A two-judge bench, comprising justices Aqeel Ahmed Abbasi and Ashraf Jahan, ordered that the new rates would take effect from April 1. Till then, the court ordered that the essential commodity would be sold at Rs85 per litre across the city.
The judges passed these directives while disposing of a petition filed by civil rights campaigner Muhammed Imran Shahzad, hoping for a cut down in prices of dairy products and the establishment of a local taskforce to regulate prices.
At the outset of Wednesday’s proceedings, the judges asked the commissioner at what rate fresh milk would be available to the citizens and whether the stakeholders had reached any understanding regarding fixing its price in compliance with the court’s directives issued on the last hearing.
Commissioner Ejaz Ahmed Khan informed the bench that the stakeholders, including the dairy farmers and retailers, had agreed that fresh milk would be sold at Rs94 per litre. He maintained that a notification to fix the new price at Rs94 was ready and it could be officially issued with the permission of the court.
However, a group of the retailers objected to the price proposed by the commissioner, arguing that it was in disproportion to high production costs.
The bench asked the commissioner to explain under what law the price had been increased from Rs84 to Rs94. Khan replied that it had been fixed under the federal law.

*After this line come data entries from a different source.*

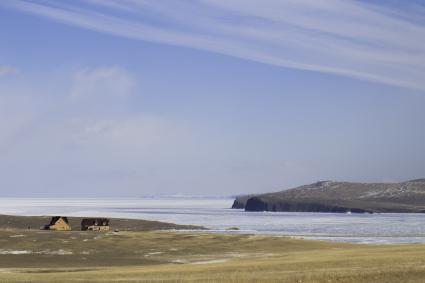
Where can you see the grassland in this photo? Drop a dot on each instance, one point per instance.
(154, 256)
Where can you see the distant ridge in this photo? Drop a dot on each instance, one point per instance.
(329, 196)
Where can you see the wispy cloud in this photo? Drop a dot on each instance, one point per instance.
(348, 38)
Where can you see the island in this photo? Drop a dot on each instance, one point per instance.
(344, 197)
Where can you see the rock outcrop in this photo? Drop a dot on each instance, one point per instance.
(327, 196)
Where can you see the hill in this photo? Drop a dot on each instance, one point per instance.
(328, 196)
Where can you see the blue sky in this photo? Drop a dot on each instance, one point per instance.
(127, 98)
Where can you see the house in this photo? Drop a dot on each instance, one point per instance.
(95, 224)
(59, 223)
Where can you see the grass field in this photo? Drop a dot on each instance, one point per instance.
(154, 256)
(47, 256)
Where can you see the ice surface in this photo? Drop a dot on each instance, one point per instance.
(216, 214)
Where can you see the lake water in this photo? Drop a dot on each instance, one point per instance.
(216, 215)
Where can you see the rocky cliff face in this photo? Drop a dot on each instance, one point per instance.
(330, 196)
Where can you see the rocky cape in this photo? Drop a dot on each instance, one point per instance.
(328, 196)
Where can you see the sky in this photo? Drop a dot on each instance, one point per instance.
(208, 97)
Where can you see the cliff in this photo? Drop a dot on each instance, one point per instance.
(327, 196)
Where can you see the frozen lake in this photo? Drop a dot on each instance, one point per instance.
(217, 215)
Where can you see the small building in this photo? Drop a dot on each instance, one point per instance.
(59, 223)
(95, 224)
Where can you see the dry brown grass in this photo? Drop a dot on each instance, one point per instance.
(180, 257)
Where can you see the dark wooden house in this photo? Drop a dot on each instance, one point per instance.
(95, 224)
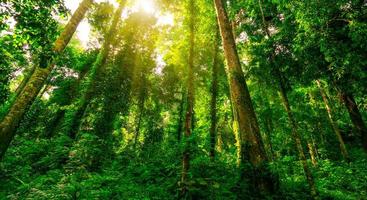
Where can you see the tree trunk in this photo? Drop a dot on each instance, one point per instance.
(214, 91)
(180, 117)
(297, 137)
(332, 122)
(355, 116)
(311, 150)
(9, 124)
(190, 102)
(96, 69)
(28, 75)
(249, 143)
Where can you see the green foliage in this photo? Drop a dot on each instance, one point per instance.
(124, 143)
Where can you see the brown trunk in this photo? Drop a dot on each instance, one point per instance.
(311, 150)
(28, 75)
(9, 124)
(97, 66)
(213, 103)
(190, 102)
(332, 122)
(140, 112)
(268, 126)
(180, 117)
(297, 137)
(355, 116)
(249, 143)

A lawyer for the dairy farmers argued that the commissioner had no legal authority to determine the price of the essential commodity after legislation was done at the provincial level.
To this, one of the judges inquired how many associations the dairy farmers and retailers had at present.

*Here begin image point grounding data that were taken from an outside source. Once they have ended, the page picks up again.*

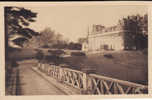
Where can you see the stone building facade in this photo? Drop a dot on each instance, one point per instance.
(101, 38)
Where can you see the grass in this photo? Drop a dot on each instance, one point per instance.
(126, 65)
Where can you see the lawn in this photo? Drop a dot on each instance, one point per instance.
(125, 65)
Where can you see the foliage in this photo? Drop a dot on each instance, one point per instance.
(136, 32)
(17, 20)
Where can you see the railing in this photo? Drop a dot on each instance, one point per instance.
(92, 83)
(104, 85)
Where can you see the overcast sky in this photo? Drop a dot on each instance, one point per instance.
(73, 20)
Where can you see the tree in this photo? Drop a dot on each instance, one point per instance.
(135, 32)
(47, 37)
(17, 20)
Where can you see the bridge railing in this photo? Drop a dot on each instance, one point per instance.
(98, 84)
(92, 83)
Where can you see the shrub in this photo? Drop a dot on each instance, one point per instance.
(108, 56)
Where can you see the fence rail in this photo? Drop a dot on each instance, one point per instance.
(92, 83)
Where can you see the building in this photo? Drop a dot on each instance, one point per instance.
(101, 38)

Another group of the retailers said they agreed with the commissioner’s decision.
At this, the bench members remarked that the stakeholders should realize the citizens were suffering due to the sale of the commodity at a higher rate.
“We should not ignore the poor citizens,” Justice Abbasi told the officers and stakeholders.
He observed that fresh milk was an essential commodity while poor people barely have anything to eat. Justice Abbasi remarked that fresh milk was a basic need not a luxury, but the stakeholders were debating whether to increase the price further.
Expressing dismay over such an attitude, the judge said that instead of selling the commodity at Rs60 or Rs70 per litre to the citizens, the stakeholders were debating an increased rate of Rs94 per litre.
In response to the stakeholders’ disagreement, the bench members cautioned that the Sindh government would be directed to intervene and also provide a subsidy to the poor people who were dying of hunger.
The law officer argued that fresh milk was being sold at Rs74 per litre by the retailers when the petition was filed. He said now it had been increased to Rs94 per litre and it was being said that the court had increased the price by Rs10 per litre.
He questioned the stakeholder if there was any other commodity whose price was increased by Rs11 every year.
At this, a bench member remarked that the court was being accused of increasing the price of milk. However, the judges clarified that the court only wanted the stakeholders to mutually resolve the issue.
The provincial law officer requested time to seek instructions from the Sindh government in relation to fixing the milk price.
He told the judges that fresh milk was still being sold at steep rates of Rs105 to Rs110 per litre in the markets. He sought a direction for the commissioner to take strict action against the retailers for over-charging customers.
However, the bench directed the commissioner to issue a new notification regarding the retail sale of fresh milk at Rs94 per litre. It ordered that the new rate would take effect from April 1.